Bellowing with rage, Beson came off the wall, shaking his head to clear it, and charged Peter, who had folded the cylinder of metal into his own right hand. The Lesser Warders stood staring at this unexpected development with stupid wonder. Nei-ther thought of interfering; they could believe what was hap-pening no more than Beson himself.
Beson ran at Peter with his arms outstretched. Now that the prince had gotten his fist weight away from him, Beson had no more interest in the sort of free-for-all swinging and hitting he thought of as "boxing." He meant to close with Peter, grapple with him, drive him to the floor, land on top of him, and then choke him unconscious.
But the space where Peter had been emptied with magical suddenness as the boy stepped aside and dropped into a crouch. As the squat, troll-like Chief Warder went past, trying to turn, Peter hit him three times with his right fist, which was closed around the metal cylinder. Hardly fair, Peter thought, but, then, it wasn't I that brought this piece of metal into it, was it? The blows did not look hard at all. If Beson had been watching a fight and had seen those three quick, fluttering punches thrown, he would have laughed and called them "sissy punches." Beson's idea of a real man's punch was a roundhouse blow that made the air whistle.
But they weren't sissy punches at all, no matter what the likes of Beson might have thought.
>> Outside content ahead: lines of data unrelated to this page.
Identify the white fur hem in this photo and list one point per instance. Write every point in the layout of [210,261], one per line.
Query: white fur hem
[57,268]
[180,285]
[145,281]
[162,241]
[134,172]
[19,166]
Each was driven out from the shoulder, just as Peter's boxing instructor had taught him in their twice-weekly classes over the last six years. The punches were economical, they didn't make the air whistle, but Beson felt as if he had been kicked three times in rapid succession by a very small pony with very big hoofs. There was a flare of agony across the left side of his face as his cheekbone broke. To Beson, it sounded as if a small branch had snapped inside his head. He was driven into the wall again. He hit it like a rag doll and bounced back buckle-kneed. He stared at the prince with obvious dismay.
The Lesser Warders peering through the hole in the door were agog with surprise. Beson, being beaten by a boy? It was as unbelievable as rain would have been coming down from a clear blue sky. One of them now looked at the key in his hand, thought briefly of going in there, then thought better of it. A man could get hurt in there. He slipped the key into his pocket, where he could later claim to have forgotten it.
"Are you ready to talk reasonably now?" Peter wasn't even out of breath. "This is silly. I require only two small favors of you, favors for which you can count on being well and amply repaid. You-"
With a roar, Beson flung himself at Peter again. This time Peter was not expecting an attack, but he managed to pull back anyway, the way a matador pulls back from a bull which charges unexpectedly-the matador may be surprised, perhaps even gored, but he rarely loses his grace. Peter did not lose his, but he was wounded. Beson's nails were long, ragged, and filthy-more like animal claws than human nails-and he liked to tell his Lesser Warders (on dark winter's nights when a gruesome tale seemed required) about the time he had slit a prisoner's neck from ear to ear with one of those thumbnails.
Now one drew a bloody line down Peter's left cheek as Beson flailed his way by. The cut zigzagged from temple to jawline, missing Peter's left eye by hardly half an inch. Peter's cheek fell open in a flap, and all his life he would bear the scar of his encounter with Beson there.